Bij de laatste momenten van historische slechteriken komt nog een andere fascinatie om de hoek kijken: die voor ‘het kwade’. Misschien kunnen we in die laatste woorden ontdekken hoe slecht iemand echt was. Zou hij in die verlichte, stervende toestand plotseling spijt tonen? Iets zeggen waardoor zijn daden begrijpelijker worden? Wenst hij, zoals de in Neurenberg tot de dood veroordeelde nazipoliticus Joachim von Ribbentrop, ‘vrede voor de wereld’, of houdt hij vol tot het bittere einde, in de stijl van nazi-journalist Julius Streicher: ‘Heil Hitler, de bolsjewisten zullen jullie wel krijgen.’
Nog één goeie grap
Sterven kan het moment bij uitstek zijn om nog één goede grap te maken. Zo zou dichter Oscar Wilde hebben gezegd: ‘Wat een afschuwelijk behang, één van ons zal moeten gaan.’ De uitspraak ‘Sterven! Dat is wel het laatste wat ik zal doen!’ wordt online zelfs aan drie verschillende mensen toegeschreven: Salvador Dalí, Groucho Marx en de Britse premier Henry John Temple Palmerston (1784-1865). Sommige laatste woorden zijn eerder onbedoeld komisch. Zo gaat het verhaal dat koningin Marie-Antoinette op weg naar de guillotine op de voet van de beul zou zijn gestapt, waardoor haar laatste woorden waren: ‘Excusez-moi, monsieur, het ging per ongeluk.’
Van Anton Mussert viel geen plotseling berouw te verwachten, leerden we terwijl we ons voor onze documentaire in hem verdiepten. In de rechtbank, in zijn laatste brieven: Mussert bleef altijd volhouden dat hij het beste had voorgehad met Nederland. Hij zag zichzelf als martelaar, een miskend historisch figuur à la Johan van Oldenbarnevelt (‘Mannen, gelooft niet dat ik een landverrader ben, ik heb oprecht en vroom gehandeld, als een goede patriot, en zo zal ik sterven’). Had Mussert nog officiële laatste woorden uitgesproken, dan zouden ze ongetwijfeld van die strekking zijn geweest.
Om echt iets te weten te komen over een historische figuur, realiseerden we ons, is zijn eigen perspectief op zijn doen en laten niet bepaald de nuttigste bron. En zijn laatste woorden zijn dat dus ook niet. Door er waarde aan te hechten zouden we Mussert vrij letterlijk het laatste woord geven.
Overigens zei Mussert natuurlijk wel íéts als laatste, al heeft dat niet 75 jaar in een kluis gelegen. Zijn zwager Willem Terpstra schreef op hoe zijn laatste momenten eruitzagen, op de Waalsdorpervlakte bij Scheveningen. Het is een verslag dat in obscure neonazitijdschriften werd gereproduceerd en waarvan een kopie te vinden is bij het NIOD Instituut voor Oorlogs-, Holocaust- en Genocidestudies. In het romantische verhaal van Terpstra wandelt Mussert door de ‘blonde Hollandse duinen’ en schitteren zijn blauwe ogen in de zon. Hij bedankt zijn zwager met een ‘rustige, warme’ handdruk, trekt netjes zijn jasje uit en loopt dan zonder aarzeling naar de executiepaal, waar zijn handen worden vastgebonden. Als de dominee afscheid van hem komt nemen, zegt Mussert, een nette heer tot het bittere einde: ‘Nu heb ik u niet eens meer een hand gegeven.’

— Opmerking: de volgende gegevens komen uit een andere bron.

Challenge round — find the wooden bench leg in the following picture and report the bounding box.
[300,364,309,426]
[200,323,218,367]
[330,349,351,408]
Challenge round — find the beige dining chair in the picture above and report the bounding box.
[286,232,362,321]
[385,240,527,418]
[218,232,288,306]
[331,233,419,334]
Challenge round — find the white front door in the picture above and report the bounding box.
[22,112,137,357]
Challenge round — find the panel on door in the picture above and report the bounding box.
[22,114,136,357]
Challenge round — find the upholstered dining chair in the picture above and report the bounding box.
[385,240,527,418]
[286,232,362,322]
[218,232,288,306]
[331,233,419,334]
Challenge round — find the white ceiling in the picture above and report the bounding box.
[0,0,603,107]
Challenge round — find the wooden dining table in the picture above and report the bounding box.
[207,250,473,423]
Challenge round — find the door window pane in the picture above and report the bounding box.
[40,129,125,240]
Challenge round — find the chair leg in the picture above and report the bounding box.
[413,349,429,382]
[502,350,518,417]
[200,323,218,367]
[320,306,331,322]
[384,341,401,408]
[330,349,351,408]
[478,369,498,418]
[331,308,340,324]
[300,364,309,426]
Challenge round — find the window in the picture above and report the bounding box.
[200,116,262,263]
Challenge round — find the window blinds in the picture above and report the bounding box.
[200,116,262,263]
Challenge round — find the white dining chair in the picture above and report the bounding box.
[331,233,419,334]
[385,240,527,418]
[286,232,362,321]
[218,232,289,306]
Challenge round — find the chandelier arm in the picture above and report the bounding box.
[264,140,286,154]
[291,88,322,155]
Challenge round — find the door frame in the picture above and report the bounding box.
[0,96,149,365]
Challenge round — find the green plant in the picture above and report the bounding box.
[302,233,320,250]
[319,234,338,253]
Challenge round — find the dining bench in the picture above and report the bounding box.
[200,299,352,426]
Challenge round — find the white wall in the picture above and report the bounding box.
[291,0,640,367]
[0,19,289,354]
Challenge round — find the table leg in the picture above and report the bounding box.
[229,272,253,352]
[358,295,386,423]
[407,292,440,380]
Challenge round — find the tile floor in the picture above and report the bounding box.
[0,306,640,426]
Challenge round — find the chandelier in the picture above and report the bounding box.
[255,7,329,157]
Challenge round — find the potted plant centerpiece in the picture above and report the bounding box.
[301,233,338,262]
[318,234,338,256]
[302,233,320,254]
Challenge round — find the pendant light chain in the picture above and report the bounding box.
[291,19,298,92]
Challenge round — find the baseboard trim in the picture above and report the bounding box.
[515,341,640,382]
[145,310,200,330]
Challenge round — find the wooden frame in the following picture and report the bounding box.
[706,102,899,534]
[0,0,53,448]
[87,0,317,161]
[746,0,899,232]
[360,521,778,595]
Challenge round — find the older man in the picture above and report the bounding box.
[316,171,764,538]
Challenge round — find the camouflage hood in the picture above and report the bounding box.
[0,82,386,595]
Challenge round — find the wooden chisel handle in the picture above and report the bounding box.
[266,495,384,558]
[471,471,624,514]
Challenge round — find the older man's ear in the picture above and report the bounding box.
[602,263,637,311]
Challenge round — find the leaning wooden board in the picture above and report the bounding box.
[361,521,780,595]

In meerdere biografieën van Mussert is dit verslag van Terpstra overgeschreven. Logisch ook: een kant-en-klare eindscène, mét laatste woorden – het is haast te mooi om waar te zijn.
De laatste woorden van Anton Mussert is een audiodocumentaire van Djuna Kramer en Misha Melita voor Docs (NTR/VPRO), te beluisteren vanaf 19/5.